I'd like to now present the consolidated financial results for the Q3 of fiscal year ending March 31, 2019.
Please refer to Page 1 of the PowerPoint presentation material.
First of all, Q1 to Q3 net profit increased by JPY 54.8 billion or 33% year-on-year to JPY 219.6 billion. This was the record-high 9-month number recorded. Excluding onetime items from the net profit, adjusted net profit increased by JPY 22 billion or 13% year-on-year to about JPY 190 billion. This was also record-high Q1 to Q3 number. Out of the profit increase of JPY 54.8 billion, about JPY 22 billion was the increase of adjusted net profit, and an improvement in onetime items was about JPY 32 billion.

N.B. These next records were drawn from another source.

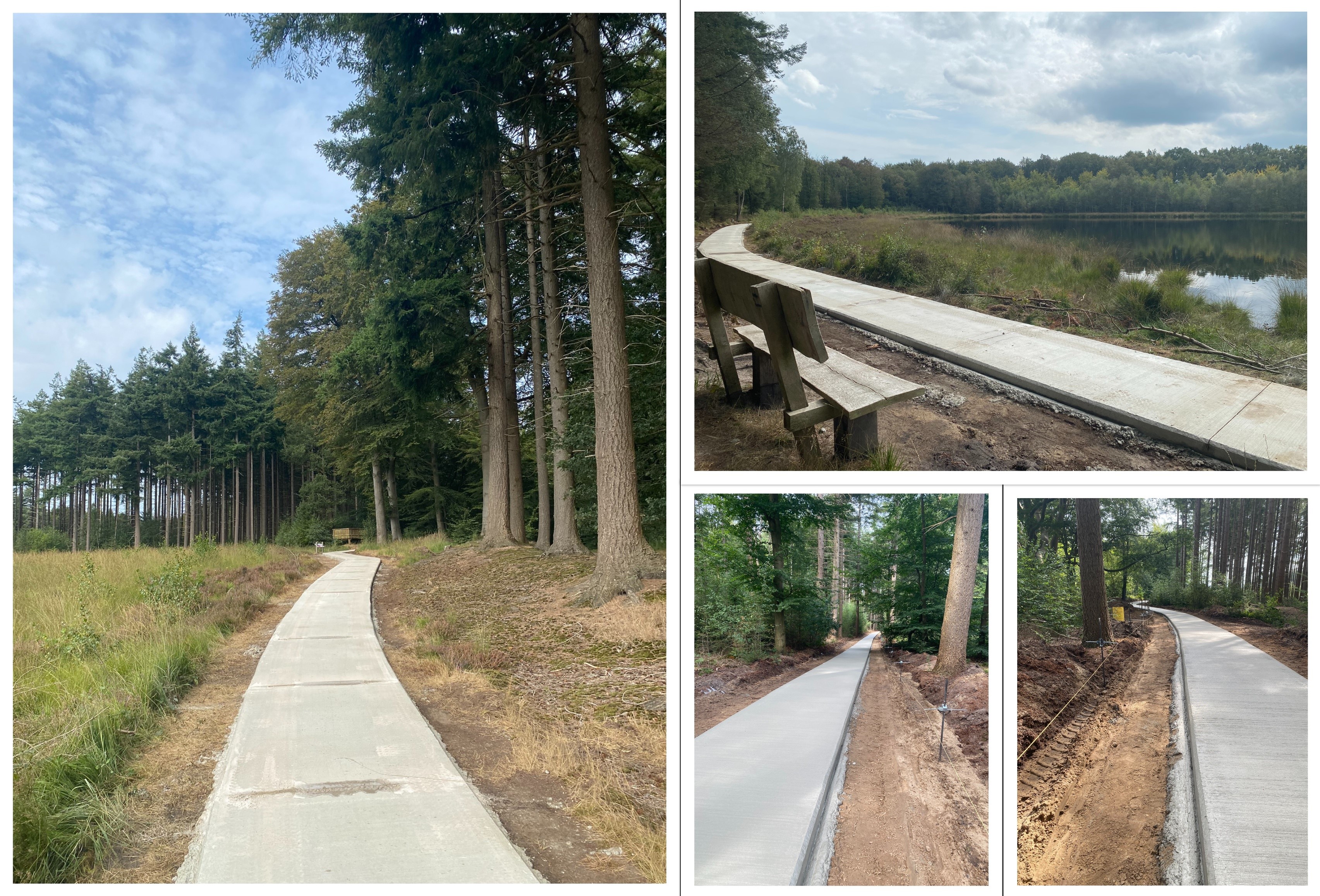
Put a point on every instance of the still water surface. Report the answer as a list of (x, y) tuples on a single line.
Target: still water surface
[(1243, 260)]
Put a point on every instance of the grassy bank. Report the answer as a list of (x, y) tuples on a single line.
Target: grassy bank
[(1047, 280), (105, 643)]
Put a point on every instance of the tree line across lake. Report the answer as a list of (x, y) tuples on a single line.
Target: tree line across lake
[(787, 572), (748, 161), (511, 172)]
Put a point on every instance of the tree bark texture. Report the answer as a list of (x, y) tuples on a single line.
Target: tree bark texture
[(622, 550), (963, 582)]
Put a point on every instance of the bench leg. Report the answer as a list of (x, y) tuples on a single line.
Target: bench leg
[(765, 383), (856, 439)]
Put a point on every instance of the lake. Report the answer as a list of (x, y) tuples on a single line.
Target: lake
[(1243, 260)]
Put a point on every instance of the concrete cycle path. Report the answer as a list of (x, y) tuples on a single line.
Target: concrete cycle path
[(764, 776), (1246, 718), (330, 774), (1239, 419)]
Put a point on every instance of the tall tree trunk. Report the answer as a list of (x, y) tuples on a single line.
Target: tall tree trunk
[(395, 529), (496, 498), (963, 584), (382, 532), (517, 510), (435, 492), (544, 511), (565, 535), (623, 552), (1091, 559), (777, 552)]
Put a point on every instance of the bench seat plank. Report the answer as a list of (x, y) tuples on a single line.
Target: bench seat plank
[(851, 386)]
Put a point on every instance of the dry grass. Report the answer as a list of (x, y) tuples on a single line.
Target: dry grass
[(577, 693)]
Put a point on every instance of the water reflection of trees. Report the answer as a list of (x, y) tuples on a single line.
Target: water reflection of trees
[(1233, 248)]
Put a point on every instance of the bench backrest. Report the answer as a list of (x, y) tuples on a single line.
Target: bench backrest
[(733, 290)]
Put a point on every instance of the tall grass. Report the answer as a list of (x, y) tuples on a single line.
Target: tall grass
[(1043, 279), (96, 666)]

Adjusted net profit increase was driven by Forest Products and Transportation & Industrial Machinery in non-resources and by energy in resources. Onetime items improvement was mainly non-recurrence of accounting effects of the year-earlier U.S. tax reform and gain on sales and evaluations (sic) [ valuation ] in Consumer Products and Power Business & Plant.
Net D/E ratio was 0.99x, 0.05 points better than the end of the last fiscal year.

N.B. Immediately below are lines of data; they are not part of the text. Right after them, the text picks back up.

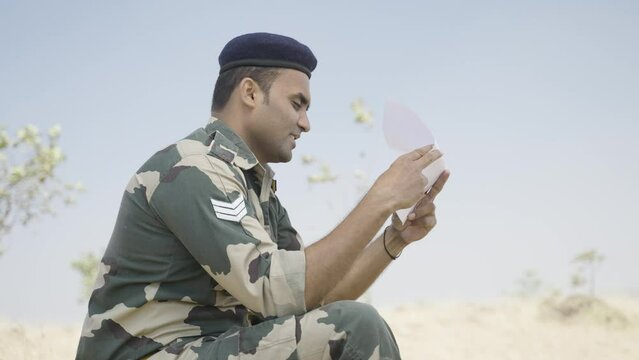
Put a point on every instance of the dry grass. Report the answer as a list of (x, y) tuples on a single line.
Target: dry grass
[(573, 328)]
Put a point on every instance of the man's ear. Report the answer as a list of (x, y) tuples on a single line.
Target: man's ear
[(249, 92)]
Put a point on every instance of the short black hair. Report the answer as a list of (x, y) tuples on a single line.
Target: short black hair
[(228, 80)]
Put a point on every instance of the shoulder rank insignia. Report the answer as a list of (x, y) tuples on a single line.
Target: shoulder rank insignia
[(234, 211)]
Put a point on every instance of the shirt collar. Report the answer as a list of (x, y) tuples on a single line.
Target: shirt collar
[(235, 150)]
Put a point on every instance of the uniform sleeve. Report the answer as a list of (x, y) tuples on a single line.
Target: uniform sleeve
[(205, 204)]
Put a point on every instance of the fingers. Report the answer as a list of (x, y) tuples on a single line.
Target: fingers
[(419, 152), (438, 186), (427, 222), (423, 208), (428, 158)]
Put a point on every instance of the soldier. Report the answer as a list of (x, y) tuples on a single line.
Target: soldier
[(203, 262)]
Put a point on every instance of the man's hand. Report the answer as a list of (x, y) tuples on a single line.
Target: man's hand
[(422, 219), (402, 185)]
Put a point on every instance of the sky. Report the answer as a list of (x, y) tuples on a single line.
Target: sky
[(535, 105)]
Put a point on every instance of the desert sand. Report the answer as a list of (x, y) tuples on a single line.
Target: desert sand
[(499, 329)]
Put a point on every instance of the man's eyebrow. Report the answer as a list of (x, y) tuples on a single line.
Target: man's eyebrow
[(304, 100)]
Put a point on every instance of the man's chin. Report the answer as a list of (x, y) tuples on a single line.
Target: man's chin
[(283, 157)]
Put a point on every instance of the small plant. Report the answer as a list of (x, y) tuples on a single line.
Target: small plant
[(587, 264), (29, 186)]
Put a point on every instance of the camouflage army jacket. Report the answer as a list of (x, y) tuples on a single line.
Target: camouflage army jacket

The yearly forecast for the net profit remains unchanged at JPY 230 billion.
In Q1 to Q3, we realized a net profit of JPY 219.6 billion. The progress against the forecast is 95%. Asset value for a part of the existing projects may be remeasured at the end of the fiscal year based on the operating environment. And therefore, we are keeping the net profit forecast unchanged at JPY 230 billion. I would refrain from mentioning the specific names of the projects that we are concerned about because we are in negotiation with a third party or partners, but in terms of the business, those are the grain and power businesses.
In grain business, U.S.-China trade friction is lingering and is impacting on our grain business. As for power business, we invest in merchant-type IPP projects, taking market risks. Due to the supply-demand condition, which has been worsening, one of the project performance has been affected.
As we keep our yearly forecast for the net profit unchanged, the yearly dividend is set at JPY 34 per share, which is at the minimum level that we have explained to you. Now based on the strong adjusted operating cash flow and good progress in new investments, the forecast for free cash flow after dividend has been revised upward by JPY 40 billion from the November announcement to JPY 160 billion. For this fiscal year, we reduced the remaining free cash to repay debts and plan to reduce net debt-to-equity ratio to about 0.9x as expected.
Now please turn to Page 7, which shows net profit and adjusted net profit by segment. As I mentioned, last year, there were accounting effects of U.S. tax reform. In addition, there was a variety of onetime items. So basically, I would like to focus on the fluctuation of the adjusted net profit.
Profit increase of non-resource was driven by Forest Products. In Forest Products, pulp prices rose and Musi Pulp profitability improved and contributed to our business performance. Next is the adjusted net profit of Transportation & Industrial Machinery, which increased by about JPY 5 billion year-on-year. Construction, industrial machinery, aerospace and automotive businesses showed solid results. With lower profit of grain business, Food adjusted net profit decreased by about JPY 6 billion to about JPY 15 billion. In addition to the position loss of Gavilon in the first half, the business environment remains tough as the U.S.-China trade friction lingers.
As for resources, energy has been the driver. With rising oil prices, profit of E&P business improved, and natural gas and LNG-related business showed strength.
That concludes my presentation. Thank you for your attention.